By Crispina Cummings
Police in Waterloo have arrested a man, said to be a member of a secret society in Sierra Leone, with bones suspected to be human parts.
Alaba Kamara, was arrested at John Street in Waterloo on 28 August allegedly in possession of a roasted hand, looking human. When his residence on the same street was raided and searched where a bag full of similar parts was also discovered in his kitchen.
Speaking to Politico, the headman of Mano Koya, Mohamed Shimra Kamara explained that he had received a call earlier from a certain Mr. Sherriff who informed him about some people displaying human parts somewhere within his area of responsibility.

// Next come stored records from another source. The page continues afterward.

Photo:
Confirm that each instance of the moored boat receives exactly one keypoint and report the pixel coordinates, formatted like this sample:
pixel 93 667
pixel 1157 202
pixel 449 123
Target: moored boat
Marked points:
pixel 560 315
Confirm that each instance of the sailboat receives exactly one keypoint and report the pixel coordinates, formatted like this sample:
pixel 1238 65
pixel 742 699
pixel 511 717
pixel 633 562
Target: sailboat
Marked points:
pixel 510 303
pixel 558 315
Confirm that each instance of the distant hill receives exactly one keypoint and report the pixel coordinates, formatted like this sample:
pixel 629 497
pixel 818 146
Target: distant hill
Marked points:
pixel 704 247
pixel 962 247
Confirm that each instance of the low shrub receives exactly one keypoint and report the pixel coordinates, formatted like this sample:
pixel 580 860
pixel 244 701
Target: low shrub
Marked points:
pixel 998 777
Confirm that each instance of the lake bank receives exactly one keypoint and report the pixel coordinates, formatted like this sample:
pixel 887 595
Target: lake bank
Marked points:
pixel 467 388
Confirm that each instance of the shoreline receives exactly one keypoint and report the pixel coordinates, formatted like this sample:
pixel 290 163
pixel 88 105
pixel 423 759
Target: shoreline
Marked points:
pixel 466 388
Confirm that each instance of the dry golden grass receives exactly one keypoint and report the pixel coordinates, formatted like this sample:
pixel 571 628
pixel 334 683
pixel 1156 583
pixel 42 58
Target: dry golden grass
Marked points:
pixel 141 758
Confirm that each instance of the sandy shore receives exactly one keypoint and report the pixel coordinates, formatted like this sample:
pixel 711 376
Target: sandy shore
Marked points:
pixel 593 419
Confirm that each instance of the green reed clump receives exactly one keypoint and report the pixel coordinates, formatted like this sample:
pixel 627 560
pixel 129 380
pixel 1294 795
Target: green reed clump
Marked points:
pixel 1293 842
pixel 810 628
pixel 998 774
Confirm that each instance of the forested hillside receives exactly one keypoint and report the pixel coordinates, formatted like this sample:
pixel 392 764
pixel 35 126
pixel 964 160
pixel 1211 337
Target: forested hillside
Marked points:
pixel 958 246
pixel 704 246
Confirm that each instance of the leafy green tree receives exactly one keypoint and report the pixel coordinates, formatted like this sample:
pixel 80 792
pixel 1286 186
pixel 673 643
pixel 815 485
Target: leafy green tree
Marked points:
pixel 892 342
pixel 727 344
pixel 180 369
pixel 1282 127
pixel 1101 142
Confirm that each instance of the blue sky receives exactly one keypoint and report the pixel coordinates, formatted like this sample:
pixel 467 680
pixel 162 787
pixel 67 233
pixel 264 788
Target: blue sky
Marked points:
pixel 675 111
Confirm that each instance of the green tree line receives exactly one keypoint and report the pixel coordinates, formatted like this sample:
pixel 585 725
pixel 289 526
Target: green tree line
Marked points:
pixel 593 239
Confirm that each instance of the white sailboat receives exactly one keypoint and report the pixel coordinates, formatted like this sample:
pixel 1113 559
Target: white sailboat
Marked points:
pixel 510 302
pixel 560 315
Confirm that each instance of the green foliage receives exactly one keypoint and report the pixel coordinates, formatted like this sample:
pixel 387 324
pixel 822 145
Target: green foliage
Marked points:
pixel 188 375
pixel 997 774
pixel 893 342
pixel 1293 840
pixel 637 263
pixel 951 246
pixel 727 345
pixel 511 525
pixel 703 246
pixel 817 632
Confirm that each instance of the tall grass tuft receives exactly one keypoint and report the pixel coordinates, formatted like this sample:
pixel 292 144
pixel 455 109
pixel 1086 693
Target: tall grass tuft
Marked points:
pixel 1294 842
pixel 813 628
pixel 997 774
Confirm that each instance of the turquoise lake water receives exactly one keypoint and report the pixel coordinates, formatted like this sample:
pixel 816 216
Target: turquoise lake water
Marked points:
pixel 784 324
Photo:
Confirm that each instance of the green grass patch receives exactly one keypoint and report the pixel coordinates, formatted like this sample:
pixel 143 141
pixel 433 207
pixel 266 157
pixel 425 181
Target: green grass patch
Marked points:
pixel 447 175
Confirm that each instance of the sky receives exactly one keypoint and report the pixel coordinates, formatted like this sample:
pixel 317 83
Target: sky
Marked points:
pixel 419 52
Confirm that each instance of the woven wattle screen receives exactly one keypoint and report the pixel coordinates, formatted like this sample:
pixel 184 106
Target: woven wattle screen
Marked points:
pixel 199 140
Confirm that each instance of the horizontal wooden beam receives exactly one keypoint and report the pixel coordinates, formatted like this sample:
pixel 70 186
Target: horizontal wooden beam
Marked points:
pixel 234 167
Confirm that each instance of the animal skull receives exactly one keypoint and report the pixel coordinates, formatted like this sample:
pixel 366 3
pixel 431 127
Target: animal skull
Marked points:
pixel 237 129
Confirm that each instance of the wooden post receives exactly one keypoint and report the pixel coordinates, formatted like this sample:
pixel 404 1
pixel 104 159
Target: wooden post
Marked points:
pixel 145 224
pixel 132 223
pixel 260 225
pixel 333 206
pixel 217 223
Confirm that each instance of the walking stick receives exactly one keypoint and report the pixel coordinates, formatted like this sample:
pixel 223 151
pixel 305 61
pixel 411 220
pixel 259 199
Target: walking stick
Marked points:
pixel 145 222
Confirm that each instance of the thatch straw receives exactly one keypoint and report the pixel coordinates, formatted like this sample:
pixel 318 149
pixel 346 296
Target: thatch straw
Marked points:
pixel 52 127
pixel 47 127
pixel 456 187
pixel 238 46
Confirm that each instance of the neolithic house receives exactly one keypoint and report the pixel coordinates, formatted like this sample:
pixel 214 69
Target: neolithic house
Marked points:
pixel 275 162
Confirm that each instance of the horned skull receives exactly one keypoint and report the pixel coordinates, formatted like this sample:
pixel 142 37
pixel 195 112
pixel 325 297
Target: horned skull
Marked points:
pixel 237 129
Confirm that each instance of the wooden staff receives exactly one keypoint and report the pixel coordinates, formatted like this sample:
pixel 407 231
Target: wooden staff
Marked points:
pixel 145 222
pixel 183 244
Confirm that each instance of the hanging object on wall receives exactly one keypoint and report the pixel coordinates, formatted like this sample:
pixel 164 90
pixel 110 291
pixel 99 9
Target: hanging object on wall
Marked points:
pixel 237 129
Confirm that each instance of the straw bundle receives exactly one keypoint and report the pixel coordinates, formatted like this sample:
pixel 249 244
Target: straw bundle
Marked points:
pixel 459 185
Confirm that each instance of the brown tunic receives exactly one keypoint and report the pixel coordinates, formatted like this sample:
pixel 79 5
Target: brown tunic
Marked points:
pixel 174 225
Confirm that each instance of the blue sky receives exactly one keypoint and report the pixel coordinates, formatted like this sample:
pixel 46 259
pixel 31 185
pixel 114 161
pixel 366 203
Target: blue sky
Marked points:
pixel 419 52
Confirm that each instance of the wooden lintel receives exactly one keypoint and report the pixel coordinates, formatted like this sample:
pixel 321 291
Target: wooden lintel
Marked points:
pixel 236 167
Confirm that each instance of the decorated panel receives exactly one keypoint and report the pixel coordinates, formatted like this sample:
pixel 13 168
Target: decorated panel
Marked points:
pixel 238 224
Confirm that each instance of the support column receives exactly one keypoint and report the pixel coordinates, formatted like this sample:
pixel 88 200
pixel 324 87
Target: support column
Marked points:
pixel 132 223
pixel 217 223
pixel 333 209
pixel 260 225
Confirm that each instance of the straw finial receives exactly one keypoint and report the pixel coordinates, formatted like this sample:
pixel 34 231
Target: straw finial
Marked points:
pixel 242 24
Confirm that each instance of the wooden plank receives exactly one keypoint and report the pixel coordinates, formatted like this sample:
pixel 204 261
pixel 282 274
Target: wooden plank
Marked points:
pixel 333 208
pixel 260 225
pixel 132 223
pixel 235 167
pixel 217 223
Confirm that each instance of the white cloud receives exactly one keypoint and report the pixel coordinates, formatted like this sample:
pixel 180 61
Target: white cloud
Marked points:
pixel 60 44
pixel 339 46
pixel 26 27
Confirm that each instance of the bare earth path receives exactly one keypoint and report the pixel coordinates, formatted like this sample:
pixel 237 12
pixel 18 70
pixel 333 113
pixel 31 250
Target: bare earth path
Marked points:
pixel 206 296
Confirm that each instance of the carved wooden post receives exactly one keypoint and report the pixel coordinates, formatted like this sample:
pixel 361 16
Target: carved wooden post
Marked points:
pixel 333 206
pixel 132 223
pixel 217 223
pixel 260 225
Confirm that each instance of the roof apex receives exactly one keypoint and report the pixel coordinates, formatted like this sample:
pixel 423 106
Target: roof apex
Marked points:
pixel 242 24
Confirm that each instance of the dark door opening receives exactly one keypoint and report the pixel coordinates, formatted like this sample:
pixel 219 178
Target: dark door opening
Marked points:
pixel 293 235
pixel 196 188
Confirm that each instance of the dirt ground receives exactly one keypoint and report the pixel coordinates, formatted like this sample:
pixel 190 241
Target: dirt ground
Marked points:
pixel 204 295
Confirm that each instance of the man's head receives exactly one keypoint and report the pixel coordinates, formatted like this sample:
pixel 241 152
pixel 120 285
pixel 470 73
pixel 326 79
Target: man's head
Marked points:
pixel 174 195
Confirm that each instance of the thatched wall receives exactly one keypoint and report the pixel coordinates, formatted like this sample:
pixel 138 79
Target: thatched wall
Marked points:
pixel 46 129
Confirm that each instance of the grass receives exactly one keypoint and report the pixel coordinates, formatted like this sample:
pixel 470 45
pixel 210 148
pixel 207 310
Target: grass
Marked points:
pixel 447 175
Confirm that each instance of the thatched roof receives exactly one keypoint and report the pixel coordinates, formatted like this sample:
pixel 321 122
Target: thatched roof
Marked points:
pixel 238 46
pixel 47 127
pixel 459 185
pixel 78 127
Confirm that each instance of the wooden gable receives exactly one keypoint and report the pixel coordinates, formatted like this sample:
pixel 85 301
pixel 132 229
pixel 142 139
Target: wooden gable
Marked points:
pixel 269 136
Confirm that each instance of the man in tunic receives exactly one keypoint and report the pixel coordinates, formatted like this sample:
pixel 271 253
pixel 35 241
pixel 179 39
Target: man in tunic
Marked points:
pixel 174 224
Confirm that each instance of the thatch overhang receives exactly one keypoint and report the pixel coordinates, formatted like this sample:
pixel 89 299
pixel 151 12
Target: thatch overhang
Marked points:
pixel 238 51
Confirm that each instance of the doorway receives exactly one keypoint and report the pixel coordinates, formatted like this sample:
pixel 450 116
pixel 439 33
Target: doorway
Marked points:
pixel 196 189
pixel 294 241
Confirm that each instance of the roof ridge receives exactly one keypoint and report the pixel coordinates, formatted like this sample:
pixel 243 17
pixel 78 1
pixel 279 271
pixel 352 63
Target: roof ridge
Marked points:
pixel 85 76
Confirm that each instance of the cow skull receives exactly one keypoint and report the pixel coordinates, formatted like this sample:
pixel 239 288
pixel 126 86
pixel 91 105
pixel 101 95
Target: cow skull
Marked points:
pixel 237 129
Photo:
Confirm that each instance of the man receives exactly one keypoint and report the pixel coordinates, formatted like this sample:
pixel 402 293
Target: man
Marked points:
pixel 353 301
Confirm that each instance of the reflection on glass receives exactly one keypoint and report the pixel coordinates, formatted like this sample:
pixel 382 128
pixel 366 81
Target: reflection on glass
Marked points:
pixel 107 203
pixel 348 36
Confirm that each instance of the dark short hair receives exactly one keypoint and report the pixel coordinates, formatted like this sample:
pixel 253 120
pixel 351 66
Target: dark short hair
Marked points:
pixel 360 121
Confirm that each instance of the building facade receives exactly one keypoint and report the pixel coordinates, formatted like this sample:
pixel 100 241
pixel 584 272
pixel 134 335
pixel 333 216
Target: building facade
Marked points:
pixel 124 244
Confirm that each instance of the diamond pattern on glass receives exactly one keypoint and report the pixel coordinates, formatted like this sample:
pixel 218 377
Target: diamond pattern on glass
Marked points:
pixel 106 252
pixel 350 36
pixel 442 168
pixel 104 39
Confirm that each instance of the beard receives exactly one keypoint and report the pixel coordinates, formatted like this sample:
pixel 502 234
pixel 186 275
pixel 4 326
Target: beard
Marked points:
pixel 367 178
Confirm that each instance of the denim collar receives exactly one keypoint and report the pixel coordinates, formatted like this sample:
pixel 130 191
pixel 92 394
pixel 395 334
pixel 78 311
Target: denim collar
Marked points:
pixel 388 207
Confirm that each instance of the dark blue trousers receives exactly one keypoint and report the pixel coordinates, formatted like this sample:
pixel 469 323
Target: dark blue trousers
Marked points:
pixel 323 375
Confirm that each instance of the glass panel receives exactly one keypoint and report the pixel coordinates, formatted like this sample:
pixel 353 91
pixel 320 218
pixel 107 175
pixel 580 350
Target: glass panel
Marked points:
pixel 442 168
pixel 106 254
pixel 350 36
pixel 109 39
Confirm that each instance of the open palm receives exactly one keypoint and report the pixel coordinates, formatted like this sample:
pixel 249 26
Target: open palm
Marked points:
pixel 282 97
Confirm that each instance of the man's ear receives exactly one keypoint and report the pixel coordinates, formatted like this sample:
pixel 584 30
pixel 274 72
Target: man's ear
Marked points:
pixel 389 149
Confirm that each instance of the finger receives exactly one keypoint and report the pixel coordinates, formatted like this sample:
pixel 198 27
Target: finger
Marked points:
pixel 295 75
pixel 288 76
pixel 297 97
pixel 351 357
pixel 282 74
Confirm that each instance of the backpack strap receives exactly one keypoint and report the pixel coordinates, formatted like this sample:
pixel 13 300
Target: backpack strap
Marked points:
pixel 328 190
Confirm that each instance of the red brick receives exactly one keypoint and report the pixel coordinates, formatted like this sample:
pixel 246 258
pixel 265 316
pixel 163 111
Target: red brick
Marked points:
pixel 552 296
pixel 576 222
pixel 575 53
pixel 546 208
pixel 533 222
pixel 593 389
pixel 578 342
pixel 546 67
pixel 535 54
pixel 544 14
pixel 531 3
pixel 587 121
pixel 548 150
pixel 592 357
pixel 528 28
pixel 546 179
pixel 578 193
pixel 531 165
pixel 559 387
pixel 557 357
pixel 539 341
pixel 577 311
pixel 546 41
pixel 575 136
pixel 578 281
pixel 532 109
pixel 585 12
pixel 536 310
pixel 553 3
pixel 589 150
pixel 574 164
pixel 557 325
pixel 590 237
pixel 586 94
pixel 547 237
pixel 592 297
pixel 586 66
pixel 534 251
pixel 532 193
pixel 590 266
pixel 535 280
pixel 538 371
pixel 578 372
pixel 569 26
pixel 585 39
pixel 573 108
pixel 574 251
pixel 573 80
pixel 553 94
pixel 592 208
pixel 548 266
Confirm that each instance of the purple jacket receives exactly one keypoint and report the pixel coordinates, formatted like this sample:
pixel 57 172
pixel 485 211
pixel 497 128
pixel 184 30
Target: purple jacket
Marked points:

He said that before left for the scene, he called up a colleague headman to alert the police. Upon their arrival, the police had already arrested Alaba Kamara but then two others were said to have escaped.
“At first we thought the suspect was a herbalist. We later found out that he was a ‘Soko man’ [a secret society member]”, said the area headman, adding that the suspected body parts looked like bones of people who had been killed, buried and dug up again.
“Alaba and his colleagues were doing these demonstrations in the open street. It is not a secret that what they were doing was to scare away people in the area”, he complained. He said the police were working together with the national herbalist association, which was also out in search of the two run-away suspects.
Some of Alaba’s neighbours were also arrested for failing to report to the police when they first suspected his activities.
Head of media at the Waterloo police division, Inspector Edward Senessie, explained that the bones, identified as exhibits, had been conveyed to the government consultant pathologist, Dr. Simeon Owizz Koroma, who would examine them to prove whether or not they were human body parts.
He said no charges had yet been proffered against the suspect because investigations were on-going.